Have you managed to use distribute successfully with GitHub, particularly for private repositories?

I developed a lightweight framework for our web service and hosted it in a private GitHub repository. I included this repository in the dependency_links section and double-checked that it appears correctly in dependency_links.txt.

When I attempt to run python setup.py install, I receive the error unknown url type: git+ssh. After further investigation, I discovered that distribute only supports svn+ URL types. I had assumed that distribute utilized pip, but it appears to still rely on easy_install.

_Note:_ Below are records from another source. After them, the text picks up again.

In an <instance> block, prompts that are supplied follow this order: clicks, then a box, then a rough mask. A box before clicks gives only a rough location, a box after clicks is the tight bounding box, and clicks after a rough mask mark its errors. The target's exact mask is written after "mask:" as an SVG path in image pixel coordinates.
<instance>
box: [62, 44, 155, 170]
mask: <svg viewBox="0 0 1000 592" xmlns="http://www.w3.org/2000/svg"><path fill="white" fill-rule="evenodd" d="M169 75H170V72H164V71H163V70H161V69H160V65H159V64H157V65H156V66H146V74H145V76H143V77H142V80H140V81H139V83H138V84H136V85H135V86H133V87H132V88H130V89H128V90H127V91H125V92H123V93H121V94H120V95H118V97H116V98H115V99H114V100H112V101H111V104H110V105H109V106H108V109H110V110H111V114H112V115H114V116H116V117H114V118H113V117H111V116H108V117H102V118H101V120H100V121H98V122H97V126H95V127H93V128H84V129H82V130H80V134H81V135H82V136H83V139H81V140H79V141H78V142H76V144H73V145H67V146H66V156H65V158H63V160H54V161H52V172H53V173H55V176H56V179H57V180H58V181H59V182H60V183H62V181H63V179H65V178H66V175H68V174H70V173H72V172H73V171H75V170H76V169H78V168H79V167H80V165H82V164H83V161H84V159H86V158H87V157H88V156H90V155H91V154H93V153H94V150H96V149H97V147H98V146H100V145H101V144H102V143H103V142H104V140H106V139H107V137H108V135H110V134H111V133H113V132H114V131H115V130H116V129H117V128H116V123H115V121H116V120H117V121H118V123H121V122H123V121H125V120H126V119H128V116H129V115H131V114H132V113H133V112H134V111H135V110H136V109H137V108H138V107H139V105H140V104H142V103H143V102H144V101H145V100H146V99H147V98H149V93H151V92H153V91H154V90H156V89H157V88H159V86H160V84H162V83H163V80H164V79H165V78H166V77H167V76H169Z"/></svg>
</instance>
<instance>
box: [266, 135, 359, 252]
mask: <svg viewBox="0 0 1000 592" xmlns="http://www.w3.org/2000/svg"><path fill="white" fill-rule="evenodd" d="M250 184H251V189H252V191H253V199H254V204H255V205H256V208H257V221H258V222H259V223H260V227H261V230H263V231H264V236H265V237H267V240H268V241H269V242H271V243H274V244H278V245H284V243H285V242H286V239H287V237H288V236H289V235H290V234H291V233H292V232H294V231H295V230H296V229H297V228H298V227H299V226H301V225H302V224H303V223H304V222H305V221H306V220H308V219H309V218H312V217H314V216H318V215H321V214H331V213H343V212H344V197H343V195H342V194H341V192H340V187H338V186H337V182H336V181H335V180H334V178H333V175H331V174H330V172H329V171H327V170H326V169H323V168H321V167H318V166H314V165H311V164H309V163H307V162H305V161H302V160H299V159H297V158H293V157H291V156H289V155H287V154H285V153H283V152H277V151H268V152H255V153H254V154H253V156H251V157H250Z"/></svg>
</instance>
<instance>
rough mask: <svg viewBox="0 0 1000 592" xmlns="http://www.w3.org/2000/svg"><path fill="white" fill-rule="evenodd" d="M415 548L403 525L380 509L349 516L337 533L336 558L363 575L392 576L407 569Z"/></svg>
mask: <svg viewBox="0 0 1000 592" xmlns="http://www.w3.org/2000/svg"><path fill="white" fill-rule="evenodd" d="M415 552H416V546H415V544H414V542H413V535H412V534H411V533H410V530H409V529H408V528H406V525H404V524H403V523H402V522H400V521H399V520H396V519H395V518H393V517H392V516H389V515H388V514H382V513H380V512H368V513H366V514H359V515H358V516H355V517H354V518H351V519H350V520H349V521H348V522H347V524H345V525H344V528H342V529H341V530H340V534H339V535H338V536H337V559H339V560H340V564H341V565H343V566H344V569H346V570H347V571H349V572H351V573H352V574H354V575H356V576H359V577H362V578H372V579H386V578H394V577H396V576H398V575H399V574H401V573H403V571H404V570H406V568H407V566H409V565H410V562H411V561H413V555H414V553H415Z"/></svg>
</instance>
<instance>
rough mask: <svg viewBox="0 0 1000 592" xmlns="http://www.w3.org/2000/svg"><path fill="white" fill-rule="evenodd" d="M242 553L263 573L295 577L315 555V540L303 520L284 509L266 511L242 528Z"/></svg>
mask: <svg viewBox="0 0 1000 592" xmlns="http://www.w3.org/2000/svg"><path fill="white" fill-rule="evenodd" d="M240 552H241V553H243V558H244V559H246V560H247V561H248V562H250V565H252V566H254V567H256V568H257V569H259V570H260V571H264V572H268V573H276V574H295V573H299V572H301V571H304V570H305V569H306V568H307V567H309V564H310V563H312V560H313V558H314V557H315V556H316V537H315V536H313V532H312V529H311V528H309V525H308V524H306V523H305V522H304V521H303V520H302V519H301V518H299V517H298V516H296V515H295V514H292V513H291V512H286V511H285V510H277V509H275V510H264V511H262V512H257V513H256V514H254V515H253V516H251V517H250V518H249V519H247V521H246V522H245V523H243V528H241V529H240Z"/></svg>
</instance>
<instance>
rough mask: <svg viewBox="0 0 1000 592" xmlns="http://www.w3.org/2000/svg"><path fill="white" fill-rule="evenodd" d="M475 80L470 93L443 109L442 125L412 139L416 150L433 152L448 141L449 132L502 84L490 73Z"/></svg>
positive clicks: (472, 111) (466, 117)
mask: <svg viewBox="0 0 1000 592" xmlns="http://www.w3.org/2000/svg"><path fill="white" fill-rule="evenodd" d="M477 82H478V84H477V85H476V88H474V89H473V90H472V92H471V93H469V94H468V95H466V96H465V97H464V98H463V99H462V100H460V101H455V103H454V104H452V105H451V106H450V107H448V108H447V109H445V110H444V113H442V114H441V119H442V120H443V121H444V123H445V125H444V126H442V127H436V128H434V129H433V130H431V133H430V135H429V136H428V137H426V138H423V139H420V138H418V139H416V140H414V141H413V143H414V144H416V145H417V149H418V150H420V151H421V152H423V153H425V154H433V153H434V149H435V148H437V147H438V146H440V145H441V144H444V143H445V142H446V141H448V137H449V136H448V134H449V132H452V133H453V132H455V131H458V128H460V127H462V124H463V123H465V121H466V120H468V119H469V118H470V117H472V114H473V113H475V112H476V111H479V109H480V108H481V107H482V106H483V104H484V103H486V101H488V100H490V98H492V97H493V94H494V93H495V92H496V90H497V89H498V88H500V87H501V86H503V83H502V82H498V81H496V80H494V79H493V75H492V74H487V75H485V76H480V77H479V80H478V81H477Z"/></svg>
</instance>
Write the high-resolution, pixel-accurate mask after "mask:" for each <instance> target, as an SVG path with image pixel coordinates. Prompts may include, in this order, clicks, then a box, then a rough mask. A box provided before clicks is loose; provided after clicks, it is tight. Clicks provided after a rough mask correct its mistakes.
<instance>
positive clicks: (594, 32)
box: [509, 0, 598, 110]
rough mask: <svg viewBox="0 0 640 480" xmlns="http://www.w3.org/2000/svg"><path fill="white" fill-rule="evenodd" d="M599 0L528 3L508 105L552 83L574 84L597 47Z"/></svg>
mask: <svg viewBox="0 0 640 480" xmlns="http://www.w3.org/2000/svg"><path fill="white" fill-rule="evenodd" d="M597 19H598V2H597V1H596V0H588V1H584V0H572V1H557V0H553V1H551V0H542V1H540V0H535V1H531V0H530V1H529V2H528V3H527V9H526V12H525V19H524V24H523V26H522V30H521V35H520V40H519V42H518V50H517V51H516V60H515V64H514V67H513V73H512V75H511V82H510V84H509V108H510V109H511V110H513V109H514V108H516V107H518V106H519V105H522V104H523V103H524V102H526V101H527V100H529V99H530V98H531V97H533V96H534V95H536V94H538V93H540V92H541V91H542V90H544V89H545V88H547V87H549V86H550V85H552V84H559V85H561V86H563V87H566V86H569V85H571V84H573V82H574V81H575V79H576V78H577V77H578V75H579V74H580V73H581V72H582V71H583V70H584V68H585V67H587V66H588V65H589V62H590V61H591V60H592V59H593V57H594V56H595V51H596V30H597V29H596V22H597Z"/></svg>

I’m looking for advice on how to effectively use distutils or distribute for installing private GitHub repositories as dependencies. Here’s a brief code snippet illustrating my current approach:

from setuptools import setup, find_packages

setup(
    name='my-web-service',
    version='1.0.0',
    packages=find_packages(),
    install_requires=[
        'requests>=2.0.0',
        'my-lightweight-framework>=1.0.0',
    ],
    dependency_links=[
        'git+ssh://[email protected]/myorganization/my-lightweight-framework.git#egg=my-lightweight-framework-1.0.0'
    ]
)

Is there a method to configure distutils for private GitHub repositories, or should I consider another solution?

totally get your struggle! git+ssh can be a real pain with setup.py. you might wanna look into using pip with a requirements.txt for your git dependencies instead. it makes managing everything easier and keeps setup.py neat for PyPI stuff.

Honestly, just ditch dependency_links entirely - it’s broken with newer pip versions anyway. I switched to pip-tools and pin exact commit hashes in requirements.in, then generate a locked requirements.txt. Way more reliable than fighting with setup.py.

Been wrestling with this exact issue for months at my company. Switching to editable installs during development fixed it for us. Run pip install -e git+ssh://[email protected]/myorganization/my-lightweight-framework.git#egg=my-lightweight-framework - this installs the package in development mode. For production, we use a two-step process: install private dependencies with pip first, then run setup.py for the main package. Not elegant but works reliably. Also, use environment variables in your CI/CD pipeline for SSH keys - authentication issues with private repos are brutal to debug.

The dependency_links approach is deprecated and doesn’t work with modern pip. Skip setup.py for git dependencies and use pip directly instead. Just run pip install git+ssh://[email protected]/myorganization/my-lightweight-framework.git and keep only PyPI packages in your install_requires. Better yet, build your framework into a wheel file and host it on a private PyPI server or store wheels in a separate repo. This kills the git+ssh dependency problems and gives you proper version control.